What's worse, a government that breaks a dumb promise or a government that implements one? I would have been happy if Stephen Harper had broken his very dumb promise to cut 1 per cent of the GST. I'm okay with Dalton McGuinty breaking his promise not to raise taxes after the Mike Harris wrecking crew saddled the Libs with a $5 billion deficit.
Tax has always been the four-letter word politicians don't use in polite company. But after last week's leaders debate, that may be changing. During the televised showdown, we heard McGuinty not once but several times refuse to say that he would repeal a tax. That's new.
Most pols are only too happy to out-slash the other guy, but it has always been a head-scratcher when political parties say they can both cut taxes and improve services. Neo-cons used this canard throughout the 90s, but today it's only John Tory and the Canadian Taxpayers Federation who believe it. The rest of us aren't buying.
Pundits say McGuinty was bruised during last week's debate, but it seemed to me that his opponents were the disingenuous ones and that he was only stating the obvious: in refusing to back off from the health tax he implemented shortly after assuming office in 2003, he was essentially saying that if you want a good health care system, you need to fund it.
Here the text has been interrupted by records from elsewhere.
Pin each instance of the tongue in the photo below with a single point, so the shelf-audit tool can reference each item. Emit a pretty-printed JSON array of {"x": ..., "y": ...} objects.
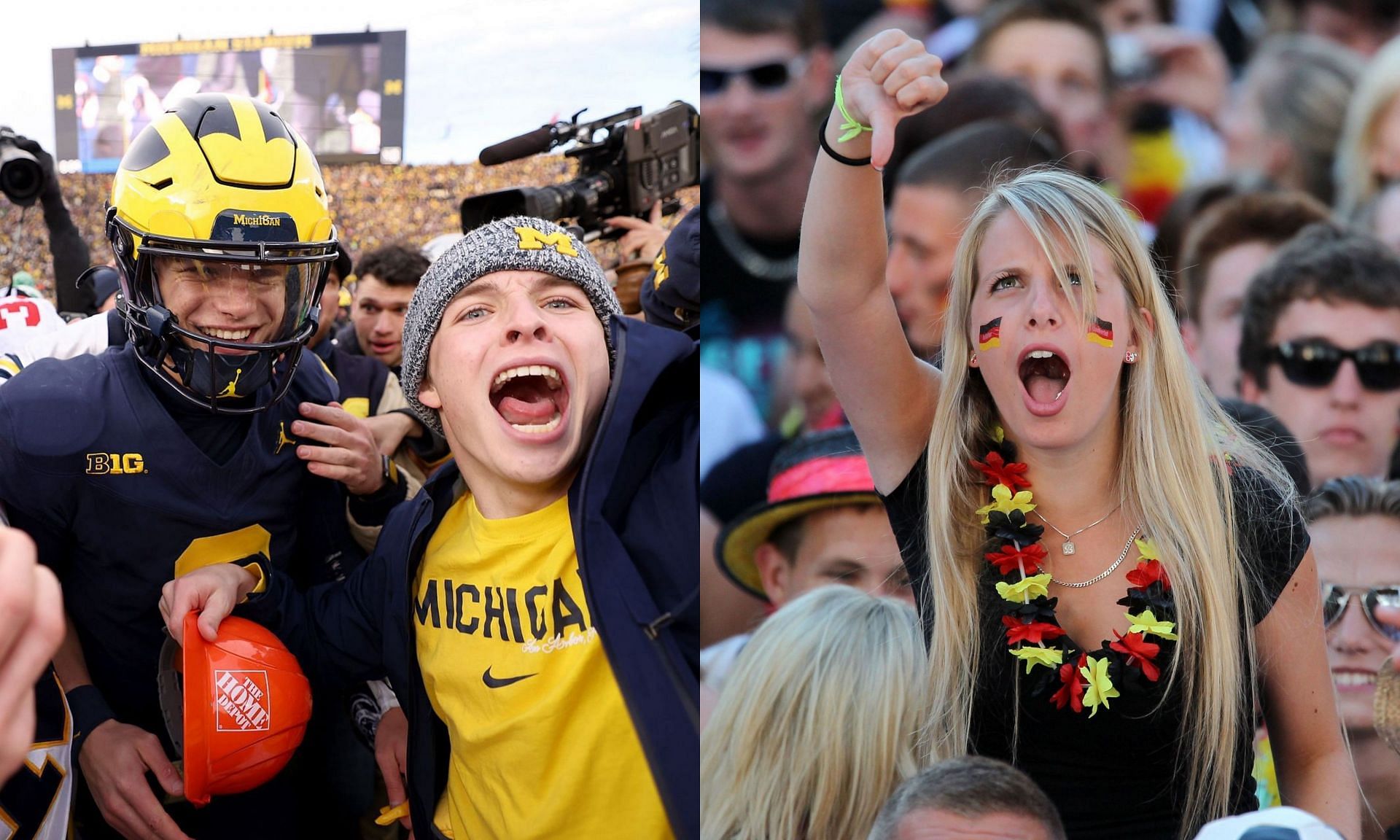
[
  {"x": 526, "y": 412},
  {"x": 526, "y": 402},
  {"x": 1043, "y": 388}
]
Parenthetically, you can hear echoes of this new tax dynamic in the fiscal farce at City Hall, where right- wing whingers grow apoplectic at the thought of raising taxes but never suggest credible ways to deal with the city's revenue shortfall other than to have bureaucrats spend less money on coffee and paper clips.
Politicians are always breaking promises, and I don't think anyone expects otherwise. Yes, McGuinty, with the Canadian Taxpayers Federation holding an electoral gun to his head, signed the Taxpayer Protection Promise. It's a short pledge not to raise taxes without the express consent of the voters of the province and not to run deficits. (I'd like to ask Fibber, the CTF mascot with the 16-inch Pinocchio nose who's following the Lib leader around, if he'd be hounding McGuinty if the Libs had broken the second promise but not the first.)
This isn't to let the McGuinty government off the hook. Nanticoke is still burning coal, new nukes seem to be a foregone conclusion, money goes out the door to Liberal-connected groups without proper accounting, and urban sprawl gobbles up more farmland, creating the need for more roads and cars.
It is a brutal record on so many counts, yet John Tory's promises of scrubbers on smokestacks, funding faith-based education and repealing the health tax are far worse than more of the same.
If the Progressive Conservatives do manage to score a minority government, I'll be keeping my fingers crossed that John Tory breaks a few of his dumb promises, too.